In 2019 to 2020 the police recorded 55,130 rapes, there were 2,102 prosecutions and 1,439 convictions – the lowest level since records began. And then, when there is a conviction, how can it be possible that a man who has been found guilty of ambushing and sexually assaulting a woman who was walking alone at night gets away without a prison sentence?

For that is exactly what happened just last week when the takeaway restaurant worker Javed Miah admitted his offence in Oldham, Greater Manchester, but received a suspended sentence of six months because he was married, had a child and was ‘the sole earner for the family’.

This kind of thing has been going on for years. Cases where men are treated more leniently than women are legion. There was a case in the early nineties of a woman named Sara Thornton who lost her first appeal against a murder conviction for killing her violent and alcoholic husband Malcolm.

Two days later, Joseph McGrail was given a two-year suspended sentence for the manslaughter of his common-law wife by kicking her repeatedly in the stomach and walked free. The judge in his case expressed ‘every sympathy’ for McGrail, adding ‘this lady would have tried the patience of a saint’. That’s misogyny.

More recently, Anthony Williams was given only five years in prison for killing his wife, Ruth. He claimed to have been depressed and worried about Covid and, when she told him to ‘get over it’, he said he’d just flipped and murdered her as she tried to leave the house.

While the police seem to be rather good at silencing women as they gather to mourn the death of Sarah Everard, they have often been not so adept at tracking down men who have struck terror into the hearts of so many of us.

Look at the bungling of the police in Yorkshire when Peter Sutcliffe had murdered 13 women and assaulted seven more before they caught him, almost by accident.
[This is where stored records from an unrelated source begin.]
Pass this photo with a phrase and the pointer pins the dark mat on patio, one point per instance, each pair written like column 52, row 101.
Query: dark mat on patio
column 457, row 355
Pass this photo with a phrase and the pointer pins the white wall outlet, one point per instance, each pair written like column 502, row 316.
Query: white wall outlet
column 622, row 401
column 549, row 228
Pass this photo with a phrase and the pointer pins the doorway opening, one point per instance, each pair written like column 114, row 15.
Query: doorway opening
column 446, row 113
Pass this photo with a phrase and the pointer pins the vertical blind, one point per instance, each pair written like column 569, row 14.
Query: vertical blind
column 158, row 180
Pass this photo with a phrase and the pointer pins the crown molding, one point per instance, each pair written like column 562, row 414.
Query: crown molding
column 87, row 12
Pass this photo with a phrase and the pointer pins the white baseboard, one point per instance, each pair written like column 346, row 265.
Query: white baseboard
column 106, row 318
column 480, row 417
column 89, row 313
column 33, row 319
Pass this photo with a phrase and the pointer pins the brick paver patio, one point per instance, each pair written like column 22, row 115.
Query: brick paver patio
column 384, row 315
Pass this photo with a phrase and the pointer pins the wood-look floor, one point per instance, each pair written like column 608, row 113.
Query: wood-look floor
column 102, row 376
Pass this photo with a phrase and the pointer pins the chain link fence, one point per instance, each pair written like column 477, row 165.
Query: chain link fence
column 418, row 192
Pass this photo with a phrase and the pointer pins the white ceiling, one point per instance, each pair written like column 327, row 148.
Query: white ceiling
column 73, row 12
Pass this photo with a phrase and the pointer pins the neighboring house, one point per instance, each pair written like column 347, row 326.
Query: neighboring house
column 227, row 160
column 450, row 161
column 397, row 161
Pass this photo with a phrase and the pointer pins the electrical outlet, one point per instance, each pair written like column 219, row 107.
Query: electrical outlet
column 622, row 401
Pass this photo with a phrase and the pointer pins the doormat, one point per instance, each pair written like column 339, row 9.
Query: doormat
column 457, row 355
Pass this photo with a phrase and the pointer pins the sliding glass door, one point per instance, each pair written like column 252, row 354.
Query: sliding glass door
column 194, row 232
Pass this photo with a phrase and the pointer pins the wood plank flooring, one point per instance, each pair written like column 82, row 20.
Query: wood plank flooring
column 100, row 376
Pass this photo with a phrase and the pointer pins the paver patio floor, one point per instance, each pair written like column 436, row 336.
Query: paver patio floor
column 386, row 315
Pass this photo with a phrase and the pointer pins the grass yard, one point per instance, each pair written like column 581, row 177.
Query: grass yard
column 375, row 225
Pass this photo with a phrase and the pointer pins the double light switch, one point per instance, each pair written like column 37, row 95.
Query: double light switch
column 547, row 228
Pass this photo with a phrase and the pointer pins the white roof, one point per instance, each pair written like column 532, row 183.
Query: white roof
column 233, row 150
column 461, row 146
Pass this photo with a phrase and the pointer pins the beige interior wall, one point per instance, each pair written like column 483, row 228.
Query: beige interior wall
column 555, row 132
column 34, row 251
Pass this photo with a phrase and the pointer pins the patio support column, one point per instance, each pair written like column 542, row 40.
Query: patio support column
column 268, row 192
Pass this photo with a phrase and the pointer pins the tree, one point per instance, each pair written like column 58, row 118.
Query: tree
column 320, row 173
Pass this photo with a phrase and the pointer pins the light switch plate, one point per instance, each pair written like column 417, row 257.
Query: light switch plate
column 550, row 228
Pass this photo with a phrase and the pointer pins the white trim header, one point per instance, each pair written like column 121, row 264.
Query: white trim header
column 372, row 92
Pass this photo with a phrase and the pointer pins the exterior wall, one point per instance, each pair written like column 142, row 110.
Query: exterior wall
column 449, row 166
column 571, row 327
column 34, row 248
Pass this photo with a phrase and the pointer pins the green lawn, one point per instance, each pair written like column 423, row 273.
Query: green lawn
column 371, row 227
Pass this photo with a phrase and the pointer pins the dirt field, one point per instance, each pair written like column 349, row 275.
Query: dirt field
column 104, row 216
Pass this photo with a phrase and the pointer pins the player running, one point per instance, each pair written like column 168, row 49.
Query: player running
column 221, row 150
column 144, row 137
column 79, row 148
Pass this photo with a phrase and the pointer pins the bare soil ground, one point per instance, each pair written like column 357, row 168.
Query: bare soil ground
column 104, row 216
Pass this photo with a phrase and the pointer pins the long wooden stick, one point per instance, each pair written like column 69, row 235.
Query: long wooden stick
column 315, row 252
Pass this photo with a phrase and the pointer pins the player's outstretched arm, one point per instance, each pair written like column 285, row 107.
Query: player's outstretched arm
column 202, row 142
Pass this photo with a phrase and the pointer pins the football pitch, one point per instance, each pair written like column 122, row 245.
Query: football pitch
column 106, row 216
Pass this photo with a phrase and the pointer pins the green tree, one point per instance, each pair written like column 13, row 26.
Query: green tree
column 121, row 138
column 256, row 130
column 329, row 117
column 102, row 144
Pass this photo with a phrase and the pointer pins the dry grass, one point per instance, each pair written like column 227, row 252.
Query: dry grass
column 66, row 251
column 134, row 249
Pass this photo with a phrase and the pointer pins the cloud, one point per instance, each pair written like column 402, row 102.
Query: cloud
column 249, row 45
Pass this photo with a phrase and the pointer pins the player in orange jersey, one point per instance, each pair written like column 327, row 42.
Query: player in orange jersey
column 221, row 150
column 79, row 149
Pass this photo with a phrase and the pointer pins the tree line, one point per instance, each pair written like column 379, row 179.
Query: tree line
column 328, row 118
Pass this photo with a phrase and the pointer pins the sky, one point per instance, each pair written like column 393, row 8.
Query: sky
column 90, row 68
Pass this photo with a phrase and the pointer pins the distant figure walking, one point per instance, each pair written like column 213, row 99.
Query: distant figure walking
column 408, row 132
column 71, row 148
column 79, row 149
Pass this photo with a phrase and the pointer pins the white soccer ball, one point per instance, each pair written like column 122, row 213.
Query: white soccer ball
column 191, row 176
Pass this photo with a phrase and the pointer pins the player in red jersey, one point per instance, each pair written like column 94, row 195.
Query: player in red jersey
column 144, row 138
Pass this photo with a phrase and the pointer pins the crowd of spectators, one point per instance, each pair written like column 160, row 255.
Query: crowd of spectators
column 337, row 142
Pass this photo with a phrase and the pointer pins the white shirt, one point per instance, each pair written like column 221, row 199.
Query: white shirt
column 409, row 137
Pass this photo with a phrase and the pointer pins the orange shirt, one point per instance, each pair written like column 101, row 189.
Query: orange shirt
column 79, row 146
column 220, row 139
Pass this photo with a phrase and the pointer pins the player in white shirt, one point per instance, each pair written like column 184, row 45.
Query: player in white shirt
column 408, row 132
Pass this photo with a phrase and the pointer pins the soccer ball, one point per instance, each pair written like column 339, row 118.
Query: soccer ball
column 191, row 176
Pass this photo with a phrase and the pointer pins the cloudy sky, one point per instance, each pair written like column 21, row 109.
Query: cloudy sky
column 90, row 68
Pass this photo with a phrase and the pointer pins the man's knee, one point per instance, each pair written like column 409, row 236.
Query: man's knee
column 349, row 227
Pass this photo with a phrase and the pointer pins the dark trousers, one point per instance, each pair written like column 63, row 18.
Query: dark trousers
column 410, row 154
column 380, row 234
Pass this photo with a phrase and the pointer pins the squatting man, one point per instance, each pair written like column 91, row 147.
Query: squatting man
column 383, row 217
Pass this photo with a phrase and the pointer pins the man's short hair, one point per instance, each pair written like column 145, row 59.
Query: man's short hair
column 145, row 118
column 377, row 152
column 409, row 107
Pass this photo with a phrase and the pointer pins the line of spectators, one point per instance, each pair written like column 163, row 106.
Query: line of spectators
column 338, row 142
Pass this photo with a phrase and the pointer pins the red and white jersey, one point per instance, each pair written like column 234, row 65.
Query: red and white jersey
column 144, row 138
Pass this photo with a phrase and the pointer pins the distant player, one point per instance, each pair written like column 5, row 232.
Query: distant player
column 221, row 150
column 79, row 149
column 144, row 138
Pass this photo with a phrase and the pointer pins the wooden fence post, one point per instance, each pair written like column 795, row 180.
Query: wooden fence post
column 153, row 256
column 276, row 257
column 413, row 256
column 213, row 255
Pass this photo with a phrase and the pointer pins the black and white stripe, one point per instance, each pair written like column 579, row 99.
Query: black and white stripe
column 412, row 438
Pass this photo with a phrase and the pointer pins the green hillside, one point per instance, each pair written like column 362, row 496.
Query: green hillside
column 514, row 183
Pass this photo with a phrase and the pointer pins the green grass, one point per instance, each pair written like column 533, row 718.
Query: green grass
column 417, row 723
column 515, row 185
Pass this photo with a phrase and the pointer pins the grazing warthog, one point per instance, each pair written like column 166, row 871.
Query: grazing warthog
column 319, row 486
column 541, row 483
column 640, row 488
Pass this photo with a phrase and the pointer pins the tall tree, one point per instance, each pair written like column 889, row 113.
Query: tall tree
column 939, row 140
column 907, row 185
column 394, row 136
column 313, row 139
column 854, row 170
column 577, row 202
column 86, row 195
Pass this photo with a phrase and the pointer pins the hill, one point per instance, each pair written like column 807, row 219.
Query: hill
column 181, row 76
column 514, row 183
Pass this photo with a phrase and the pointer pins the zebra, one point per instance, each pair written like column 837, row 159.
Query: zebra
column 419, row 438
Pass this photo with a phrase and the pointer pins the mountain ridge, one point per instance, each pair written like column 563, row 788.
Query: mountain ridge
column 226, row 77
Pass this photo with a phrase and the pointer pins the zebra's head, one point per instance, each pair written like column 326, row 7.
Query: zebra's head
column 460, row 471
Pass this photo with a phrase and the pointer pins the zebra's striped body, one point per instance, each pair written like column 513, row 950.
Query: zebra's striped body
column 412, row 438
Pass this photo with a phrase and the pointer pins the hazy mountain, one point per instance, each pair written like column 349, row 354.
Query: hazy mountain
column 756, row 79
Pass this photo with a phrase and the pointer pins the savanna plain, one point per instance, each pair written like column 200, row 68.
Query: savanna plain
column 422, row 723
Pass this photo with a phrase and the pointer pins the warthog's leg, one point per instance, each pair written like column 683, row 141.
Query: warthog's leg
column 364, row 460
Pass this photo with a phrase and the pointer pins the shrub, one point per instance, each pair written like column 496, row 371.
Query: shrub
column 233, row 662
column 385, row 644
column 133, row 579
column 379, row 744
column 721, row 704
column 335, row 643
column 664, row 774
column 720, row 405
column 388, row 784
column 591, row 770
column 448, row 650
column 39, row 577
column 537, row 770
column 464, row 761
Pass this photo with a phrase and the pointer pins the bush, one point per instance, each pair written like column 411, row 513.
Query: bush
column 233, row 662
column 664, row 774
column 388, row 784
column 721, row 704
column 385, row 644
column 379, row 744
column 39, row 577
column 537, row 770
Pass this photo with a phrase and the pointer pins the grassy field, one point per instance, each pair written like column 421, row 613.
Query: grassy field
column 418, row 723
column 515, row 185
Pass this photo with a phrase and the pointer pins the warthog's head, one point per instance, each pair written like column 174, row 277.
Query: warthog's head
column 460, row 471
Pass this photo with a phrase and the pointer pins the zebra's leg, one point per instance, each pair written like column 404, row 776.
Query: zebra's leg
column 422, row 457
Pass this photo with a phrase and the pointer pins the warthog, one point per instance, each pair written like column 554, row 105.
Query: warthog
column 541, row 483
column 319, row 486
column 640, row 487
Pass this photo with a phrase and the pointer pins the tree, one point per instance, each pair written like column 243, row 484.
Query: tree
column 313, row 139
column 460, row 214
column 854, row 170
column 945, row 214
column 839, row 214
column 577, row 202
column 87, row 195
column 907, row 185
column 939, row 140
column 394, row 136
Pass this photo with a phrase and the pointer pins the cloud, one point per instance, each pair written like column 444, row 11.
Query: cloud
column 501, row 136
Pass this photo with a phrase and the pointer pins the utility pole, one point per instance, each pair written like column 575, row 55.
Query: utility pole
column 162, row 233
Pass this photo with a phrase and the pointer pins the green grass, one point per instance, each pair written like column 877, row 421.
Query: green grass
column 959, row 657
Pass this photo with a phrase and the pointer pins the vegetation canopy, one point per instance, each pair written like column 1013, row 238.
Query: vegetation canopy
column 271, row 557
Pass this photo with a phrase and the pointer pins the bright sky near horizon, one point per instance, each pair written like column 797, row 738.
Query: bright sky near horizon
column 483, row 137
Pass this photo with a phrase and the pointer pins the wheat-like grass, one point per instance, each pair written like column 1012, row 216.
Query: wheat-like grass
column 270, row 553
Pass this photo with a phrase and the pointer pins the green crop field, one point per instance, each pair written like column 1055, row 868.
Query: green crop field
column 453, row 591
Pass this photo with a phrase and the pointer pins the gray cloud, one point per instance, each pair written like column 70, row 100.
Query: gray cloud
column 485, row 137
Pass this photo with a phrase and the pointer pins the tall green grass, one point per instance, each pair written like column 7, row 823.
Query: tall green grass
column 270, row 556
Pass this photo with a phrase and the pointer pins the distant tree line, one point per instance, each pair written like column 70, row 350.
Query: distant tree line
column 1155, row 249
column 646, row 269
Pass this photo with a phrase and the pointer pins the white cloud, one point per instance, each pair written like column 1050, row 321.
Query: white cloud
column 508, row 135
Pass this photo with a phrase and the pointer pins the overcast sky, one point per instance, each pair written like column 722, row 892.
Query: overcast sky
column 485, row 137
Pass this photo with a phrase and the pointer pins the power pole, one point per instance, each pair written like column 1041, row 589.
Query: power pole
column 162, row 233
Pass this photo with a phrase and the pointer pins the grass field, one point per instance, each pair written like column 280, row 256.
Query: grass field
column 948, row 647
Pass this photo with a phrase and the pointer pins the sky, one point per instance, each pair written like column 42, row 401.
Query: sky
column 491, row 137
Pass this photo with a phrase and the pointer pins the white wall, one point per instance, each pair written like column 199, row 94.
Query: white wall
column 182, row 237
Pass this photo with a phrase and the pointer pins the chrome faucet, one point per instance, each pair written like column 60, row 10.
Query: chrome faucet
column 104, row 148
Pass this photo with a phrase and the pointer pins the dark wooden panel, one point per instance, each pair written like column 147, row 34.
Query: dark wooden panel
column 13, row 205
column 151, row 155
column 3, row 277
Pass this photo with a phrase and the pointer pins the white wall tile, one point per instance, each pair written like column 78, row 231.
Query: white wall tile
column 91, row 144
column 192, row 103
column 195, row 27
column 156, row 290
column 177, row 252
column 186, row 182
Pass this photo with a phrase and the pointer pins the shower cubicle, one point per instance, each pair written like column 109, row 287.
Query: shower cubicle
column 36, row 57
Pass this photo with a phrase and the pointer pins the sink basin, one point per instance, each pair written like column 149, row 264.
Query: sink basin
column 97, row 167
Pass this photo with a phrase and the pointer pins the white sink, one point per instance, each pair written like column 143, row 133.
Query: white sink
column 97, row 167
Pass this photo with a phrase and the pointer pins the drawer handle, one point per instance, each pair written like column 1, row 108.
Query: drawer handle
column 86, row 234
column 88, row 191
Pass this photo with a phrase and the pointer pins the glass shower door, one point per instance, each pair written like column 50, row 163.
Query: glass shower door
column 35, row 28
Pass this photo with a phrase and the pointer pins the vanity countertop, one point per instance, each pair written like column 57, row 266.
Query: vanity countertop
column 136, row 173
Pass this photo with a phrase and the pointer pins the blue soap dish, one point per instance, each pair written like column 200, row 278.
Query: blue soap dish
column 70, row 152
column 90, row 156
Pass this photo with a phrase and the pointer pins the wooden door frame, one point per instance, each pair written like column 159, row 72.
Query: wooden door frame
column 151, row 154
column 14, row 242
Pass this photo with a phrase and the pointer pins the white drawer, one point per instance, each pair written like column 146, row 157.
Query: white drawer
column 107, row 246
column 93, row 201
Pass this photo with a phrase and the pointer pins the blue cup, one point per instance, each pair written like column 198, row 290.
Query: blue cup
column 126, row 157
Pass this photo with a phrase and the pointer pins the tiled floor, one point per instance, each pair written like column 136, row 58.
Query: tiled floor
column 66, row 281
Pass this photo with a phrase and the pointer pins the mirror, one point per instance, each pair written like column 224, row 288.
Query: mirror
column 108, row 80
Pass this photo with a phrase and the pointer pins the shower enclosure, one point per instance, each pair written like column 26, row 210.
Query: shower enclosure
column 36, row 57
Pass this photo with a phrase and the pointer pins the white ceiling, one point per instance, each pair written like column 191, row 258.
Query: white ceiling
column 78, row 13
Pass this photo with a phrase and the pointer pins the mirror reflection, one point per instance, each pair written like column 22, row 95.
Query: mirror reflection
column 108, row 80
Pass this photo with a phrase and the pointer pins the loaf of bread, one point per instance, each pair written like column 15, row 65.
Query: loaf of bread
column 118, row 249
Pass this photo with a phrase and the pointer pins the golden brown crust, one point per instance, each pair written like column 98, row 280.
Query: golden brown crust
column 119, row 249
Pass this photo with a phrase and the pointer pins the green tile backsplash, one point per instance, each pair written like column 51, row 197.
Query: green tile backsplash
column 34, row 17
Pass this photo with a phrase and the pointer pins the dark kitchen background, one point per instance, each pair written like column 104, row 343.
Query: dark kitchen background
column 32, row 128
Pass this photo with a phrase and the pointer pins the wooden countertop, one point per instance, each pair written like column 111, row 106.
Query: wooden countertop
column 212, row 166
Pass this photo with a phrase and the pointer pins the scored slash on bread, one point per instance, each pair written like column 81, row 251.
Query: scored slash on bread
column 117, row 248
In the early 2000s there was a catalogue of appalling blunders by the police, for which they eventually apologised, when the football coach Kirk Reid was operating in the same area where Sarah died.

His modus operandi was to attack women on their doorstep as they were fumbling for their keys. More than 70 women became his victims over a period of seven years. By 2004 he was the prime suspect, but over and over again the police failed to question him.

Protesters hold signs and shout during a protest criticising the actions of the police at Clapham vigil on Parliament Square

Protesters hold signs and shout during a protest criticising the actions of the police at Clapham vigil on Parliament Square

Then, of course, there was the black cab driver, John Worboys, who got away for years with drugging and raping women who thought they could trust him to take them home safely. In 2010 the Independent Police Complaints Commission ruled that Worboys remained free to continue preying on women because police officers made serious mistakes and failed to take victims seriously.

I have been reporting on these kind of cases for 40 years and have occasionally thought things were getting better. But I always remember the old corroboration warning judges used to say to juries in cases of sexual violence.

Before 1994, they warned the jury that it was dangerous to convict on uncorroborated evidence and that women and children had a tendency to lie about sexual matters. It no longer applies, but my suspicion is it’s still a widely held view.

What has impressed me most this week is all the women determined to reclaim their streets and one young man, Chris Hemmings, the author of Be a Man, begging men to take responsibility. He told BBC television that he knows it’s not all men who are dangerously violent, but he wants what he called the ‘brotherhood’ to understand that women should not have to worry about keeping themselves safe. It’s men’s problem to solve, he said, because they are the culprits. Let’s hope they’re listening.